Bogus efax E-Mails Spread Trojan
According to MX Lab the Internet security company, fresh contaminated e-mails have been found delivering a PC Trojan in the name of a fax document, which seems to be sent from the online fax facility 'eFax.'
The fake e-mails show the header "You've got fax" and the sender's address spoofed as email@example.com. Additionally, they carry the slogan and logo of eFax, while stating that there's an attached file containing the fax document.
The attachment is called "eFax39106.zip" while it carries a 40KB-sized executable file called efax871291.exe that's infected with a Trojan named TrojanDropper:Win 32/Oficla.T.
In case a user opens this attachment, twin malevolent files "%System%\fvfj.sxo" and "%Temp%\1.tmp" get planted on the contaminated PC. Besides, a registry entry is created that's named "HKEY_LOCAL_MACHINE\SOFTWARE\Classes\idid" while another one named "[HKEY_LOCAL_MACHINE\SOFTWARE\Microsoft\Windows NT\CurrentVersion\Winlogon] Shell =" is recreated.
Meanwhile, in spite of the small number of detections classifying the threat with generic names, still according to some other reports the malware is a variant of Oficla. This Trojan (Oficla) came into the scene only during 2010 early part and since then has been running strong.
Criminals use spam mails to disseminate Oficla, while spoofing established companies like DHL or other legitimate organizations as a way to hide the Trojan's real intent.
Moreover, Oficla is also utilized to disseminate other malware. Hence, when computer users get victimized with this Trojan, they contact multiple infections. These kinds of actions concentrate on pay-per-install operations that generate illicit income on a continuous basis and hence are very common among cyber-criminals.

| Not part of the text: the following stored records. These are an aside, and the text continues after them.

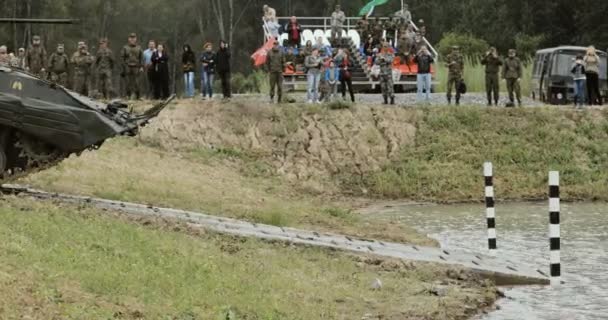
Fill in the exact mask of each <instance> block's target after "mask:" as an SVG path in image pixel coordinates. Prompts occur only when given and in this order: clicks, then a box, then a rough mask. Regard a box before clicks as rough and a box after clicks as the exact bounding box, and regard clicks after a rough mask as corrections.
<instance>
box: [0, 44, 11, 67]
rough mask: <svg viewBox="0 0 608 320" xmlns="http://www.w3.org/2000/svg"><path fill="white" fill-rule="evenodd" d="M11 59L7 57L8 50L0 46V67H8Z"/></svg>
mask: <svg viewBox="0 0 608 320" xmlns="http://www.w3.org/2000/svg"><path fill="white" fill-rule="evenodd" d="M10 65H11V57H10V56H9V55H8V48H7V47H6V46H0V66H3V67H10Z"/></svg>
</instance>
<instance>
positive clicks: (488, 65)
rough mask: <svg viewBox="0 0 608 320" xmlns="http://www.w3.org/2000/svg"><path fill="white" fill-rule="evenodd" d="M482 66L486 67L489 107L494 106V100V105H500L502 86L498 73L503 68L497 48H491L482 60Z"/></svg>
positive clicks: (487, 91) (501, 62)
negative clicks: (498, 75) (499, 79)
mask: <svg viewBox="0 0 608 320" xmlns="http://www.w3.org/2000/svg"><path fill="white" fill-rule="evenodd" d="M481 64H482V65H484V66H486V92H487V94H488V106H492V100H494V104H495V105H498V99H499V92H500V85H499V78H498V73H499V72H500V67H501V66H502V60H501V59H500V57H499V56H498V52H497V51H496V48H494V47H491V48H490V50H488V52H486V55H485V56H484V57H483V59H481Z"/></svg>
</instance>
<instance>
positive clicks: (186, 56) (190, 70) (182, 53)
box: [182, 44, 196, 98]
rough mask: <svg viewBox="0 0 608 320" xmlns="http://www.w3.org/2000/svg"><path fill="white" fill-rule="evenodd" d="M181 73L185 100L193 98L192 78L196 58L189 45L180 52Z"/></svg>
mask: <svg viewBox="0 0 608 320" xmlns="http://www.w3.org/2000/svg"><path fill="white" fill-rule="evenodd" d="M182 71H183V72H184V94H185V96H186V98H194V78H195V72H196V56H195V55H194V51H192V47H190V45H189V44H186V45H184V48H183V52H182Z"/></svg>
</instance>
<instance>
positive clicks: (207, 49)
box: [200, 42, 216, 100]
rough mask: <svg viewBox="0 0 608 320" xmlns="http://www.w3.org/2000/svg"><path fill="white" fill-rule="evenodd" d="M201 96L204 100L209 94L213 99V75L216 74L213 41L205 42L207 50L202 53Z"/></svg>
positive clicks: (201, 68)
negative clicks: (213, 51) (212, 43)
mask: <svg viewBox="0 0 608 320" xmlns="http://www.w3.org/2000/svg"><path fill="white" fill-rule="evenodd" d="M200 60H201V96H202V98H203V100H204V99H205V98H206V97H207V96H209V99H213V75H214V74H215V63H216V58H215V53H214V52H213V45H212V44H211V42H207V43H205V51H204V52H203V54H202V55H201V59H200Z"/></svg>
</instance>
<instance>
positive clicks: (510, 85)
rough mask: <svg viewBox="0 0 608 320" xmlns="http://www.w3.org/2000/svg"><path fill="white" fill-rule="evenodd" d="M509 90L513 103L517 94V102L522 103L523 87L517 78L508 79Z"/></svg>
mask: <svg viewBox="0 0 608 320" xmlns="http://www.w3.org/2000/svg"><path fill="white" fill-rule="evenodd" d="M507 91H508V92H509V100H510V101H511V102H512V103H514V102H515V97H514V95H515V96H516V97H517V102H519V104H521V87H520V85H519V81H517V79H510V78H508V79H507Z"/></svg>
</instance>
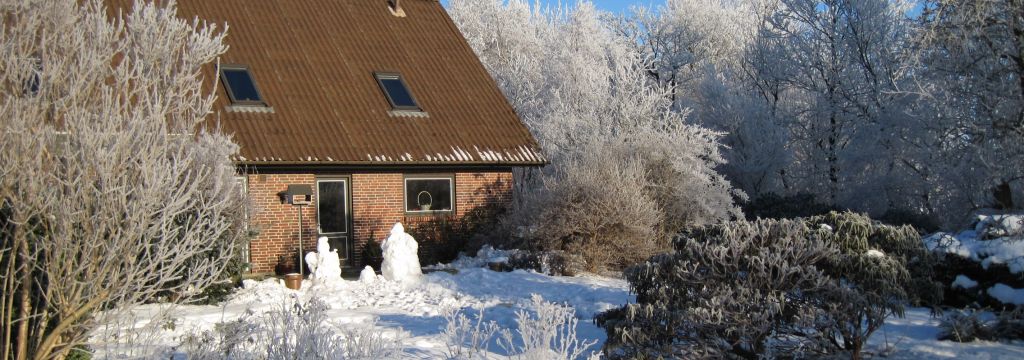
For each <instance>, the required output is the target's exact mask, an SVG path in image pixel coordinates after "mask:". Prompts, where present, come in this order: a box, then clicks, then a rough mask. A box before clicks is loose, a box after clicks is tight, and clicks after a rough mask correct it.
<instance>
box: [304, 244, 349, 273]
mask: <svg viewBox="0 0 1024 360" xmlns="http://www.w3.org/2000/svg"><path fill="white" fill-rule="evenodd" d="M306 264H307V265H309V278H310V279H312V280H314V281H318V282H323V281H331V280H340V279H341V261H340V260H339V259H338V251H336V250H331V244H330V243H328V241H327V237H321V238H319V239H318V240H317V242H316V253H312V252H310V253H309V254H306Z"/></svg>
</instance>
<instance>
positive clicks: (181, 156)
mask: <svg viewBox="0 0 1024 360" xmlns="http://www.w3.org/2000/svg"><path fill="white" fill-rule="evenodd" d="M106 3H110V2H104V1H98V0H82V1H76V0H24V1H9V0H6V1H2V2H0V29H3V30H2V31H0V254H3V256H2V257H0V268H2V269H4V270H3V271H0V282H2V283H4V284H5V285H4V288H3V290H0V304H3V305H2V309H0V313H2V314H4V315H3V316H4V318H5V325H8V326H6V327H5V330H0V348H2V349H3V350H2V351H3V352H4V354H2V355H0V357H4V358H7V357H10V358H26V357H35V358H40V359H43V358H58V357H65V356H67V355H68V353H69V352H70V351H71V350H72V349H74V348H75V347H76V346H79V345H82V344H83V343H84V342H85V341H86V339H87V335H88V333H89V332H90V331H92V330H93V329H95V328H97V327H98V326H99V325H100V324H101V323H102V322H103V321H106V320H110V319H114V318H117V317H118V316H120V315H123V314H124V312H125V311H126V309H128V308H130V307H132V306H135V305H139V304H142V303H145V302H152V301H156V300H158V299H162V298H163V299H168V300H172V301H181V302H183V301H188V300H195V298H196V297H197V296H198V295H200V294H202V292H203V290H204V289H206V288H207V287H209V286H210V285H211V284H213V283H216V282H218V281H220V280H222V279H223V275H224V274H225V271H226V268H227V267H228V266H229V260H230V259H232V258H234V256H236V255H237V254H238V253H239V251H240V250H241V249H242V244H243V242H244V239H245V235H246V233H245V231H244V228H245V227H244V224H245V221H246V220H245V214H244V212H245V210H246V204H245V198H244V196H243V195H242V191H241V190H240V188H239V184H238V182H237V181H236V179H234V178H233V177H234V175H236V167H234V165H233V164H232V163H231V161H230V156H231V155H232V154H234V153H236V152H237V151H238V146H237V145H234V144H233V143H232V142H231V140H230V139H229V138H228V137H227V136H224V135H223V134H221V133H219V131H218V130H217V127H216V125H215V122H213V121H211V118H213V117H212V116H211V114H213V104H214V101H215V100H216V95H215V94H214V93H212V91H211V89H213V83H214V82H215V81H216V80H214V79H212V78H215V77H212V78H211V77H210V76H209V75H210V74H215V73H214V72H215V70H214V68H215V65H216V64H215V62H216V60H217V58H218V56H219V55H220V54H222V53H223V52H224V51H225V50H226V46H225V45H224V42H223V40H224V37H225V36H226V34H225V33H224V32H223V31H222V29H221V27H219V26H216V25H213V24H210V22H205V21H203V20H201V19H199V18H196V19H183V18H181V17H179V16H178V13H177V10H176V6H175V2H174V1H159V2H157V4H155V3H154V2H151V1H135V2H134V6H132V8H131V9H127V8H126V9H112V8H106V7H105V5H104V4H106ZM121 3H125V2H121ZM128 3H131V2H128Z"/></svg>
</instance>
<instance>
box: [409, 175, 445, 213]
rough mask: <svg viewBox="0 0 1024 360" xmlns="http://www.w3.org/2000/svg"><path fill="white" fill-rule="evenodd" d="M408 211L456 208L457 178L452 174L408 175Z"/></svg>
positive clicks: (419, 211)
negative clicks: (424, 175) (455, 198)
mask: <svg viewBox="0 0 1024 360" xmlns="http://www.w3.org/2000/svg"><path fill="white" fill-rule="evenodd" d="M404 189H406V196H404V198H406V213H410V214H431V213H444V212H452V211H453V210H455V179H454V178H453V177H452V176H434V175H428V176H408V177H406V186H404Z"/></svg>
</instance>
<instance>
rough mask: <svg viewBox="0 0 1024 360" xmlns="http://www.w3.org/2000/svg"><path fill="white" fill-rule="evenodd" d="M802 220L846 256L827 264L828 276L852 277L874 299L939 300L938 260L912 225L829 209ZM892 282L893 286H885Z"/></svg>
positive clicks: (920, 300)
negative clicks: (899, 223)
mask: <svg viewBox="0 0 1024 360" xmlns="http://www.w3.org/2000/svg"><path fill="white" fill-rule="evenodd" d="M805 221H806V222H807V224H808V226H809V227H810V228H812V229H819V230H821V229H826V230H827V231H819V232H820V235H821V236H822V238H824V239H825V240H826V241H828V242H833V243H835V244H837V245H838V246H839V249H840V251H841V252H842V254H843V255H845V257H844V258H842V259H838V260H836V261H833V262H829V263H828V264H826V266H827V267H826V268H825V271H826V272H827V273H828V274H829V276H833V277H834V278H845V279H851V280H854V282H856V283H858V284H859V286H861V288H862V289H863V290H865V291H866V294H870V295H871V296H872V297H878V298H877V299H874V300H871V301H872V302H883V303H892V302H896V301H895V300H893V299H890V296H891V295H894V294H895V295H898V298H900V299H908V300H910V302H911V303H912V304H915V305H919V306H935V305H938V304H939V303H940V302H941V301H942V288H943V286H942V283H941V282H938V281H937V278H936V274H935V268H936V265H937V264H938V263H937V259H936V257H935V256H934V255H933V254H931V252H929V251H928V249H927V247H925V246H924V244H923V242H922V239H921V234H920V233H919V232H918V230H915V229H914V228H913V227H910V226H891V225H885V224H882V223H880V222H878V221H874V220H871V219H870V218H868V217H867V216H865V215H861V214H856V213H850V212H844V213H837V212H830V213H828V214H825V215H820V216H816V217H811V218H808V219H806V220H805ZM879 267H889V268H888V269H880V268H879ZM876 276H883V278H874V277H876ZM890 285H893V286H895V287H892V288H886V287H888V286H890ZM893 305H894V306H895V304H893Z"/></svg>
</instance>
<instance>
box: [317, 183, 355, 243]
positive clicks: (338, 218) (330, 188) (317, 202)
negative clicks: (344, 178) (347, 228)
mask: <svg viewBox="0 0 1024 360" xmlns="http://www.w3.org/2000/svg"><path fill="white" fill-rule="evenodd" d="M316 186H317V189H316V190H317V192H316V195H317V207H316V210H317V213H316V214H317V218H318V219H317V220H318V221H319V229H321V233H336V232H345V231H346V229H347V226H346V225H347V224H348V216H347V213H346V212H345V210H346V209H345V191H346V190H347V189H346V188H345V182H344V181H321V182H317V183H316Z"/></svg>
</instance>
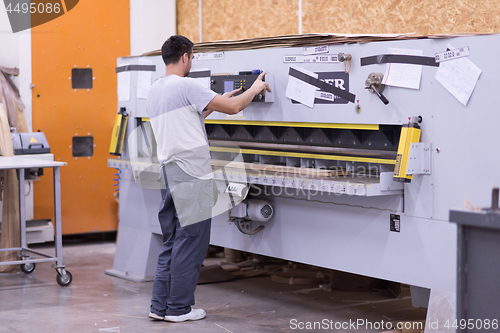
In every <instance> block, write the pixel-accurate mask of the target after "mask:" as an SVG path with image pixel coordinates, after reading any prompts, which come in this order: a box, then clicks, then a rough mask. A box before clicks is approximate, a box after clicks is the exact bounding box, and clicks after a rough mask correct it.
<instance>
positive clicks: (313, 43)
mask: <svg viewBox="0 0 500 333" xmlns="http://www.w3.org/2000/svg"><path fill="white" fill-rule="evenodd" d="M464 35H474V34H461V35H460V36H464ZM458 36H459V35H432V36H419V35H415V34H376V35H367V34H362V35H354V34H303V35H286V36H275V37H260V38H250V39H240V40H226V41H224V40H223V41H214V42H206V43H196V44H194V47H193V51H194V53H206V52H222V51H235V50H252V49H261V48H269V47H306V46H318V45H327V44H353V43H370V42H380V41H388V40H408V39H421V38H450V37H458ZM157 55H161V50H156V51H152V52H148V53H145V54H143V56H157Z"/></svg>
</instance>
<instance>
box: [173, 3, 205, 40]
mask: <svg viewBox="0 0 500 333" xmlns="http://www.w3.org/2000/svg"><path fill="white" fill-rule="evenodd" d="M199 18H200V16H199V7H198V1H197V0H177V33H178V34H179V35H183V36H186V37H187V38H189V39H190V40H191V41H193V43H198V42H199V41H200V32H199V30H200V25H199Z"/></svg>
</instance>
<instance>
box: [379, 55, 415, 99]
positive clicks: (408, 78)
mask: <svg viewBox="0 0 500 333" xmlns="http://www.w3.org/2000/svg"><path fill="white" fill-rule="evenodd" d="M388 51H389V54H404V55H417V56H421V55H422V54H423V52H422V50H408V49H396V48H392V47H389V48H388ZM421 77H422V65H411V64H391V63H389V64H387V68H386V70H385V74H384V79H383V80H382V83H383V84H385V85H388V86H393V87H402V88H410V89H420V79H421Z"/></svg>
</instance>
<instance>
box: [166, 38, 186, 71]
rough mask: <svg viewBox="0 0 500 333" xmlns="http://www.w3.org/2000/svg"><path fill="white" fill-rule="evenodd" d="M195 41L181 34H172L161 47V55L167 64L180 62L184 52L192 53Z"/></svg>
mask: <svg viewBox="0 0 500 333" xmlns="http://www.w3.org/2000/svg"><path fill="white" fill-rule="evenodd" d="M192 52H193V42H191V41H190V40H189V39H187V38H186V37H184V36H181V35H173V36H170V38H169V39H167V40H166V41H165V43H163V46H162V47H161V57H162V58H163V62H164V63H165V65H169V64H174V63H176V62H178V61H179V60H180V59H181V57H182V55H183V54H184V53H187V54H188V55H191V53H192Z"/></svg>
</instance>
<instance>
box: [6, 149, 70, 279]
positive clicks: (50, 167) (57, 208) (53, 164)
mask: <svg viewBox="0 0 500 333" xmlns="http://www.w3.org/2000/svg"><path fill="white" fill-rule="evenodd" d="M1 159H3V160H5V159H9V160H8V161H7V162H6V163H5V165H0V169H3V170H10V169H16V170H17V172H18V178H19V183H18V184H19V222H20V224H21V247H14V248H2V249H0V252H7V251H11V252H14V251H19V252H20V254H19V257H20V258H21V259H20V260H15V261H2V262H0V265H17V264H19V265H22V264H29V263H44V262H55V264H53V265H52V267H54V268H55V269H56V271H57V273H58V274H60V275H65V274H66V271H65V267H66V266H65V265H64V264H63V258H62V228H61V173H60V169H59V168H60V166H63V165H66V163H63V162H54V161H44V160H43V161H42V160H35V159H31V158H26V157H17V156H16V157H2V158H1ZM16 162H19V163H16ZM29 168H52V169H53V173H54V225H55V226H54V229H55V230H54V244H55V252H56V253H55V256H51V255H48V254H45V253H42V252H39V251H35V250H32V249H30V248H28V245H27V241H26V212H25V210H26V209H25V193H24V192H25V190H24V181H25V176H24V174H25V169H29ZM29 254H36V255H38V256H42V257H44V258H42V259H25V258H30V256H29Z"/></svg>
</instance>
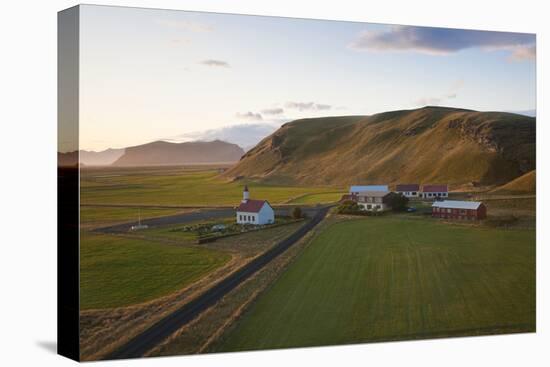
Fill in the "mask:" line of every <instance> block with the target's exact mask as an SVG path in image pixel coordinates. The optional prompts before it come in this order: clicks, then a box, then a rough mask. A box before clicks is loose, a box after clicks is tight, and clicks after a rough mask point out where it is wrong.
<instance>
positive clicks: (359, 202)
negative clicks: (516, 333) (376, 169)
mask: <svg viewBox="0 0 550 367" xmlns="http://www.w3.org/2000/svg"><path fill="white" fill-rule="evenodd" d="M389 196H390V192H387V191H362V192H360V193H359V194H358V195H357V204H358V205H359V206H360V207H361V209H362V210H366V211H384V210H389V209H391V208H390V206H389V205H388V198H389Z"/></svg>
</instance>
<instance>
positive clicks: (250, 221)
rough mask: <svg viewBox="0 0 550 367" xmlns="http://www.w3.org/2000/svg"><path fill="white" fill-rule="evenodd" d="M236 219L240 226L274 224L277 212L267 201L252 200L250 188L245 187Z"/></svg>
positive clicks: (264, 200)
mask: <svg viewBox="0 0 550 367" xmlns="http://www.w3.org/2000/svg"><path fill="white" fill-rule="evenodd" d="M236 219H237V223H238V224H255V225H262V224H272V223H275V211H274V210H273V208H272V207H271V205H269V203H268V202H267V201H266V200H253V199H250V194H249V192H248V187H247V186H245V187H244V191H243V200H242V201H241V203H240V205H239V207H238V208H237V213H236Z"/></svg>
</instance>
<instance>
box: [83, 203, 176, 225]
mask: <svg viewBox="0 0 550 367" xmlns="http://www.w3.org/2000/svg"><path fill="white" fill-rule="evenodd" d="M181 211H182V209H163V208H159V209H157V208H141V209H138V208H115V207H97V206H81V207H80V222H81V223H82V224H98V223H112V222H133V221H137V219H138V216H139V215H141V219H146V218H153V217H160V216H164V215H172V214H176V213H178V212H181Z"/></svg>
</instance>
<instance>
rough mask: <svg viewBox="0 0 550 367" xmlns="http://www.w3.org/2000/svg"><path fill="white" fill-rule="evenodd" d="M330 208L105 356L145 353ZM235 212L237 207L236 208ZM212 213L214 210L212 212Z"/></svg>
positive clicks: (210, 303) (117, 356) (253, 271)
mask: <svg viewBox="0 0 550 367" xmlns="http://www.w3.org/2000/svg"><path fill="white" fill-rule="evenodd" d="M329 209H330V206H327V207H323V208H318V209H317V210H316V213H315V215H314V216H313V217H312V219H311V220H310V221H309V222H307V223H306V224H304V225H303V226H302V227H300V228H299V229H298V230H297V231H296V232H294V233H293V234H291V235H290V236H289V237H287V238H286V239H284V240H282V241H281V242H279V243H278V244H276V245H275V246H273V247H272V248H271V249H270V250H268V251H266V252H265V253H264V254H262V255H260V256H259V257H257V258H256V259H254V260H252V261H251V262H250V263H248V264H247V265H245V266H244V267H243V268H241V269H240V270H238V271H237V272H235V273H233V274H232V275H230V276H228V277H227V278H225V279H224V280H222V281H221V282H220V283H218V284H217V285H215V286H214V287H212V288H210V289H209V290H207V291H206V292H205V293H203V294H202V295H200V296H198V297H197V298H195V299H194V300H192V301H191V302H189V303H187V304H186V305H184V306H182V307H181V308H179V309H177V310H176V311H174V312H173V313H171V314H170V315H168V316H166V317H164V318H163V319H161V320H159V321H158V322H156V323H155V324H153V325H152V326H151V327H149V328H148V329H146V330H145V331H143V332H142V333H141V334H139V335H137V336H136V337H134V338H133V339H131V340H130V341H128V342H127V343H126V344H124V345H123V346H121V347H119V348H118V349H117V350H115V351H114V352H112V353H110V354H109V355H107V356H105V357H104V358H103V359H104V360H108V359H123V358H138V357H142V356H143V355H144V354H145V353H147V352H148V351H150V350H151V349H153V348H154V347H155V346H157V345H158V344H159V343H161V342H162V341H163V340H164V339H166V338H167V337H168V336H170V335H171V334H173V333H174V332H175V331H177V330H178V329H180V328H181V327H182V326H184V325H186V324H187V323H189V322H190V321H192V320H193V319H195V318H196V317H197V316H199V315H200V314H201V313H202V312H203V311H205V310H206V309H208V308H209V307H211V306H212V305H214V304H215V303H216V302H218V301H219V300H220V299H221V298H222V297H223V296H225V295H226V294H227V293H229V292H230V291H231V290H233V289H235V288H236V287H237V286H238V285H239V284H241V282H243V281H244V280H246V279H248V278H249V277H251V276H252V275H253V274H254V273H256V272H257V271H258V270H260V269H261V268H262V267H263V266H265V265H266V264H268V263H269V262H270V261H271V260H273V259H275V258H276V257H277V256H278V255H280V254H281V253H283V252H284V251H285V250H286V249H288V248H289V247H290V246H292V245H293V244H294V243H296V242H297V241H298V240H299V239H300V238H302V237H303V236H304V235H305V234H306V233H307V232H309V231H310V230H311V229H313V228H314V227H315V226H316V225H317V224H319V222H321V221H322V220H323V218H325V216H326V214H327V212H328V210H329ZM231 212H234V211H233V210H232V211H231ZM210 214H212V213H211V212H210ZM220 216H221V214H220ZM158 219H162V218H158ZM151 221H153V219H151ZM142 223H144V224H149V223H147V222H146V221H143V222H142Z"/></svg>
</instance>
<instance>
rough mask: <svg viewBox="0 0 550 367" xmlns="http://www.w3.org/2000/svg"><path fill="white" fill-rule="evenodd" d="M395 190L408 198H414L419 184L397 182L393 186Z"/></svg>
mask: <svg viewBox="0 0 550 367" xmlns="http://www.w3.org/2000/svg"><path fill="white" fill-rule="evenodd" d="M395 192H397V193H399V194H402V195H403V196H406V197H408V198H416V197H418V194H419V192H420V185H419V184H398V185H396V186H395Z"/></svg>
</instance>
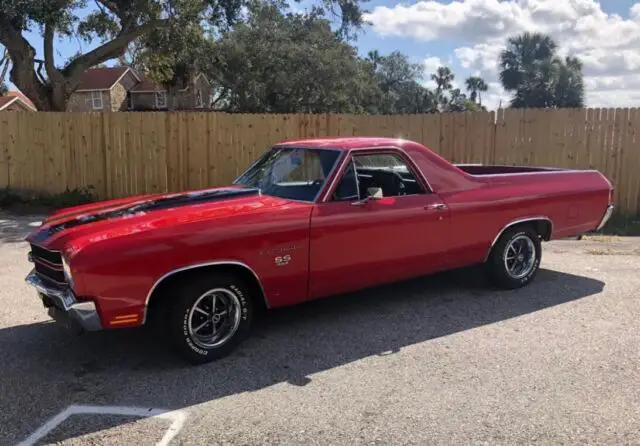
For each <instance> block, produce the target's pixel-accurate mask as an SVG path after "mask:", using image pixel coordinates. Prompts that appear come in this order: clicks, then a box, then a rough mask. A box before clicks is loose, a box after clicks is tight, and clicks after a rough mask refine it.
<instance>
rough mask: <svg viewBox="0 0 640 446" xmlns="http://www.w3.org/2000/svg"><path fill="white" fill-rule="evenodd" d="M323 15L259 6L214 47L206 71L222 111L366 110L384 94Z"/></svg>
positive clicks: (273, 5)
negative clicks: (289, 12) (374, 99)
mask: <svg viewBox="0 0 640 446" xmlns="http://www.w3.org/2000/svg"><path fill="white" fill-rule="evenodd" d="M356 53H357V52H356V49H355V48H354V47H352V46H351V45H349V44H348V43H346V42H345V41H344V40H343V39H342V38H341V37H340V35H339V33H336V32H335V31H334V30H332V29H331V26H330V23H329V21H328V20H326V19H325V18H324V17H323V13H322V11H321V10H320V9H319V8H314V9H313V10H312V11H311V12H310V13H309V14H292V13H286V14H285V13H284V12H283V11H282V9H280V8H279V7H278V5H275V4H272V3H266V2H252V3H251V4H250V5H249V11H248V18H247V20H246V22H245V23H241V24H238V25H237V26H236V27H235V28H234V29H233V30H231V31H230V32H229V33H227V34H226V35H224V36H223V37H222V38H221V39H219V40H218V41H217V42H215V44H214V45H213V46H212V52H211V53H210V55H209V58H208V61H209V62H210V63H209V67H208V68H207V69H206V73H207V74H208V76H209V78H210V79H212V80H213V81H214V83H215V84H216V85H217V87H218V92H217V99H218V103H217V108H219V109H222V110H225V111H230V112H244V113H328V112H334V113H362V112H366V111H369V110H370V106H371V104H372V103H373V101H374V99H375V97H376V96H378V89H377V85H376V83H375V80H374V78H373V76H372V74H371V71H370V66H369V65H368V64H367V63H366V62H365V61H364V60H362V59H359V58H358V57H357V54H356Z"/></svg>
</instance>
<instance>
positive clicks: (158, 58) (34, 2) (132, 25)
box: [0, 0, 362, 111]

The most disturbing aspect is that just 5 anti-virus engines out of the total 43 were able to spot the Trojan. Security firms BitDefender has named it Gen:Trojan.Heur.FU.cC0@a4DqMHii, Norman -W32/Obfuscated.BQ!genr and F-Prot - W32/Trojan3.BZM.
Advise the security specialists that users must wholly erase these e-mails in case they arrive in their inboxes. Actually, these are intimidating only when their .zip attachment is opened and the associated file executed, they say. Besides, users are also suggested that they must remain vigilant by carefully reading the messages and thinking judiciously prior to clicking on links, while necessarily deploy a legitimate anti-virus solution that's kept up-to-date.